Anne Lawrence Bradshaw (formerly Anne Lawrence) was born and brought up in the North of England. After failing her first degree, she returned to 'school' as a mature student and finally graduated in 2013. She has since had work published in a handful of literary journals (‘Orbis’, ‘Acumen’, ‘Artemis’), as well as many online magazines (‘Eunoia Review’ (forthcoming), ‘Zetetic’, ‘Pigeonholes’, ‘Yellow Chair’ (forthcoming), ‘Blue Hour’, etc.). Her focus is varied, often dealing with the hidden underside of things, borderlines of consciousness, or the quiet moments in lives that may go unnoticed. Anne is married with three children and lives in Northumbria, near Hadrian’s Wall and the Scottish border.
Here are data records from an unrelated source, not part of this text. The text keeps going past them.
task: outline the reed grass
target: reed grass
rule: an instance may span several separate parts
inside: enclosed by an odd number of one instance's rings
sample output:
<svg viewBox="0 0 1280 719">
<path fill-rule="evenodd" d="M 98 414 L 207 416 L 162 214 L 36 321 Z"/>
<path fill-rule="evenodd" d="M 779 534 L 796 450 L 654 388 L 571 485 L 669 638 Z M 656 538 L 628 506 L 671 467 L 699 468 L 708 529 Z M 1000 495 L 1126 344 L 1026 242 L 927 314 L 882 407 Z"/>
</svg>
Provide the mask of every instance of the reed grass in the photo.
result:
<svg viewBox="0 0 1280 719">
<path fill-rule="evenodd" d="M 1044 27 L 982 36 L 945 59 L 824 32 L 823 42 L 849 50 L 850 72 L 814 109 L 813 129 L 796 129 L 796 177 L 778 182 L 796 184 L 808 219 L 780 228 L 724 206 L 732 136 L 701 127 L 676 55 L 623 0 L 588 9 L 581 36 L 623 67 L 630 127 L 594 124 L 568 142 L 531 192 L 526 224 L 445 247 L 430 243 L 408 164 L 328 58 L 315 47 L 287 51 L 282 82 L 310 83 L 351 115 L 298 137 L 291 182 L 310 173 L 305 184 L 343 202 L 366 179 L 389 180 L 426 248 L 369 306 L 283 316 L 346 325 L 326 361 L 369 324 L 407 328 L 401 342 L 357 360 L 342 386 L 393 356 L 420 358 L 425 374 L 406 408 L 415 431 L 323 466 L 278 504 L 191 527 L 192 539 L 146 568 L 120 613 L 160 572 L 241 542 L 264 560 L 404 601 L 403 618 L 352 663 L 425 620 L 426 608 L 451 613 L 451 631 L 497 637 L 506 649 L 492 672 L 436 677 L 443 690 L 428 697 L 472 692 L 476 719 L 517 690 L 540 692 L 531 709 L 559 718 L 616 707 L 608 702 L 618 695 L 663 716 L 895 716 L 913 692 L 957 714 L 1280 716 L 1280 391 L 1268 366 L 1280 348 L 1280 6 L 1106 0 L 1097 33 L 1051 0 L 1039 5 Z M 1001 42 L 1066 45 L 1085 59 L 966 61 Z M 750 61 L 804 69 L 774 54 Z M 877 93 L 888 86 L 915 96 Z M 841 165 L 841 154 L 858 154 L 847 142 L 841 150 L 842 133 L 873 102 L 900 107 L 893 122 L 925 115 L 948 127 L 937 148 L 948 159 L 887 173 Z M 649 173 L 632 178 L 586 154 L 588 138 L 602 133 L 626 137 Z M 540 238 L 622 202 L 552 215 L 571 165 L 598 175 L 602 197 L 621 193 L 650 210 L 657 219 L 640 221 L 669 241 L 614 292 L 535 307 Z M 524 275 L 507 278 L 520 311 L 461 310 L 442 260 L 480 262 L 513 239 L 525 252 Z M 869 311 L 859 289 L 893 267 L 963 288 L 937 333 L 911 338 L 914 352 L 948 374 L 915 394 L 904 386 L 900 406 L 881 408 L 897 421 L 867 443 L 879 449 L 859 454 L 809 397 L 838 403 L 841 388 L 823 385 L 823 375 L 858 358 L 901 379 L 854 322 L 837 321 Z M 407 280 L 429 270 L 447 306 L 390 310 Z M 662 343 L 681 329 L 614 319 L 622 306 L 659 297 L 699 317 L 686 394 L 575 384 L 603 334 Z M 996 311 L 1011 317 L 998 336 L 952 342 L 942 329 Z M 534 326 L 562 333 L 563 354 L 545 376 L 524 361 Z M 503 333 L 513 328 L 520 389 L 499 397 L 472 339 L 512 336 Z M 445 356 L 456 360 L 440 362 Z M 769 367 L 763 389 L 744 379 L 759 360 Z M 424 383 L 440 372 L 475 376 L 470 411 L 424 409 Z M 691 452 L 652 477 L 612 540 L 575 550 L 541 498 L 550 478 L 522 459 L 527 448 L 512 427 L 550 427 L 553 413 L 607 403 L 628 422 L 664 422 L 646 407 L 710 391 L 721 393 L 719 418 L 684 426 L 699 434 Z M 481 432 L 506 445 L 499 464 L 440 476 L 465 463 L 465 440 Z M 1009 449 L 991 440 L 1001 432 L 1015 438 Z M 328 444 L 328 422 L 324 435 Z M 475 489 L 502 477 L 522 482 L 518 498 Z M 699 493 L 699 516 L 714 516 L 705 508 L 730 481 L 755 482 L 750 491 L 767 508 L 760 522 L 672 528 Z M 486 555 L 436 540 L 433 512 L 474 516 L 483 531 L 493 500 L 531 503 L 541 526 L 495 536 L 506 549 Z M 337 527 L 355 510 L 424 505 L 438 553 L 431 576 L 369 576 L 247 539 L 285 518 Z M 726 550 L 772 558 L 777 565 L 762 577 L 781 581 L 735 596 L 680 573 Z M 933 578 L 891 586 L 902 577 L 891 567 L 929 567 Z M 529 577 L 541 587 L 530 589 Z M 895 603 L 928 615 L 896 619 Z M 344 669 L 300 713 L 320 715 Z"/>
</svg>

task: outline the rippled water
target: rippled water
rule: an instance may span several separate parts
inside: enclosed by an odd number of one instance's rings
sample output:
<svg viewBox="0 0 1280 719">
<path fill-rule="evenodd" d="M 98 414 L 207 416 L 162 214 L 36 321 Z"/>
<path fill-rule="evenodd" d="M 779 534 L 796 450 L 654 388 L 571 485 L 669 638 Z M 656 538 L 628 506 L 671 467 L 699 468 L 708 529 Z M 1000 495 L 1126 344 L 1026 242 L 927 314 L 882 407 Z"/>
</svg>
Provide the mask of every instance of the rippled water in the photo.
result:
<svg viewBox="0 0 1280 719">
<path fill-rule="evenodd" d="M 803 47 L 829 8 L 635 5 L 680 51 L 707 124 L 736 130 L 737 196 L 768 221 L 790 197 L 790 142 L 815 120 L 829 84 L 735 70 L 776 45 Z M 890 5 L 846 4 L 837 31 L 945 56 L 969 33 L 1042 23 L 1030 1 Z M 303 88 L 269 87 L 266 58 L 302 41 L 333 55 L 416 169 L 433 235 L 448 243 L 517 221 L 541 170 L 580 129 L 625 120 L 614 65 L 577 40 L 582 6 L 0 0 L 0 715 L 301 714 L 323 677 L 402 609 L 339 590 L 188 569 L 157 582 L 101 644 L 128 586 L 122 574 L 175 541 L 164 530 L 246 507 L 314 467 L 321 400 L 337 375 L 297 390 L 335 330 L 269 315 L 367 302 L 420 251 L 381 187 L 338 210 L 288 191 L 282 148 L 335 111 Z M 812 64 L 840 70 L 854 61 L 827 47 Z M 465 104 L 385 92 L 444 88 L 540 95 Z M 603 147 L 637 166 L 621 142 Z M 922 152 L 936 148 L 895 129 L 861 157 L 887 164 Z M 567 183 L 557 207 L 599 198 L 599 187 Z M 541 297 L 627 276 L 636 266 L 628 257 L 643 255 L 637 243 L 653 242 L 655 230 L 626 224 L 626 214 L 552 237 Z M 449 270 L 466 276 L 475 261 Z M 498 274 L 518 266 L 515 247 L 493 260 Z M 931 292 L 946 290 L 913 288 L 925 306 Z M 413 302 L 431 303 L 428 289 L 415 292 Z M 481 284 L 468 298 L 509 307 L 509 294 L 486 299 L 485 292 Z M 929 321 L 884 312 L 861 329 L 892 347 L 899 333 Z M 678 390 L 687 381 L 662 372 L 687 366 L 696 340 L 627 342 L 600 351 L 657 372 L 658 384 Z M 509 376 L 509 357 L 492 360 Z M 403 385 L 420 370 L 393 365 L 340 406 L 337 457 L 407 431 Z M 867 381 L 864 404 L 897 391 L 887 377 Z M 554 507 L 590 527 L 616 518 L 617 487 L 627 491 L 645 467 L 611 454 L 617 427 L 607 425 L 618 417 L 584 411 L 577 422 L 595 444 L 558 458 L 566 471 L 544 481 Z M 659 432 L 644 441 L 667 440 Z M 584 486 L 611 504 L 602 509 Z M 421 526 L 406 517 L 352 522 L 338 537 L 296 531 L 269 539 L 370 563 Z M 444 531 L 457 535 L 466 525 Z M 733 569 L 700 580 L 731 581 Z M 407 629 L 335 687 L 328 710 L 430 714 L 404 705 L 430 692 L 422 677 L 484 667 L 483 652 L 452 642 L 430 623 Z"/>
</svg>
Tweet her @shrewdbanana

I had a dream and couldn’t wake up:

a mortal metamorphosis, like a beetle 

caught in a glass jar and peered at by the gods, 

mocked and played with for a while 

and then ignored.

It was as if all my colours had run out 

and I was invisible. 

My human self was present

yet dilute, weak. It was the last flutter 

of a broken bird’s wing 

in a calloused hand. 

It happened slowly: the people I met

in the street began to pass me by, and I realized

there was something fundamental 

missing, lost, gone.

I longed for such small things: 

the eye contact

the silent appraisal

the almost-smile 

the unconscious recognition 

of being human.

It became more present, a suspicion

which grew like nightshade coiling,

ever lurking in my mind.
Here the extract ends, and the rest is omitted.